One study found that people who sat with their legs crossed for more than three hours a day had poor posture

So if veins, blood pressure and nerves are not affected by leg-crossing in the long-term, how about the impact on our joints? One study found that people who sat with their legs crossed for more than three hours a day were more likely to lean forward and to round their shoulders. But the research relied on people’s own estimations of how long they crossed their legs for. As I write this, I’m sitting at my desk and happen to have my legs crossed, but I would have no idea how many hours a day I spend sitting in this way. More recent research published this year found that if people were instructed to sit up straight while they crossed their legs the postural problems were overcome. Of course whether that’s maintained when you have no experimenter standing over you is another matter. Incidentally almost twice as many people reported crossing their right leg over their left knee than the other way around.

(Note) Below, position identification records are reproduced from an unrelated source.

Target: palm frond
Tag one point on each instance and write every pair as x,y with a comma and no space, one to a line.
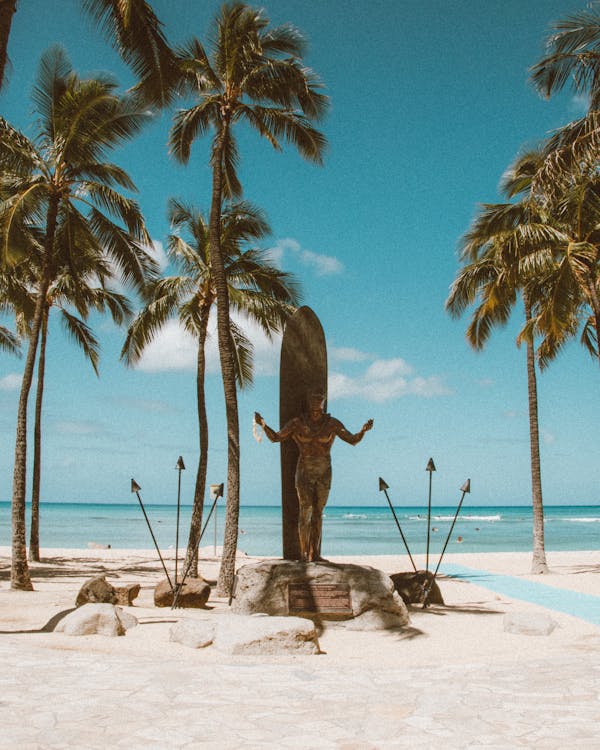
137,34
9,342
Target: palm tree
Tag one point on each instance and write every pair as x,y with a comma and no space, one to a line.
137,35
135,32
570,292
255,74
13,296
48,181
506,247
7,11
255,287
72,286
572,57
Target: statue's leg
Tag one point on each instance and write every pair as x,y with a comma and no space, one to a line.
320,496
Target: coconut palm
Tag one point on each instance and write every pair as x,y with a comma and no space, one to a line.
62,179
134,31
7,11
137,35
572,58
256,289
254,74
508,247
567,292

Slouching doesn’t sound good, but if you are fan of leg-crossing, you might like a rather curious study from the University Medical Centre in Rotterdam which found that it could bring benefits. Researchers examined young men and women as they sat with their legs either straight, crossed at the knee or crossed at both the knee and the ankle at once. They then simulated the exact angles of the posture in four embalmed pelvises, which allowed them to measure exactly what our muscles do when we cross our legs. They found that crossing the legs at the knee increased elongation in the piriformis muscle running behind the hip joint by 11% when compared with sitting with legs uncrossed, and by 21% when compared with standing (interestingly the tension was slightly less if the legs were crossed at the ankle too). The authors believe that this increases stability in their pelvic joints in a similar way to tensing the abdominal muscles does.

So if you like crossing your legs Kenny Everett-style then you’re unlikely to do yourself any damage, provided you don’t stay in the same position until your legs are numb. And whoever is sitting next to you on the bus or the train will be grateful to you for taking up less room than the man-spreaders.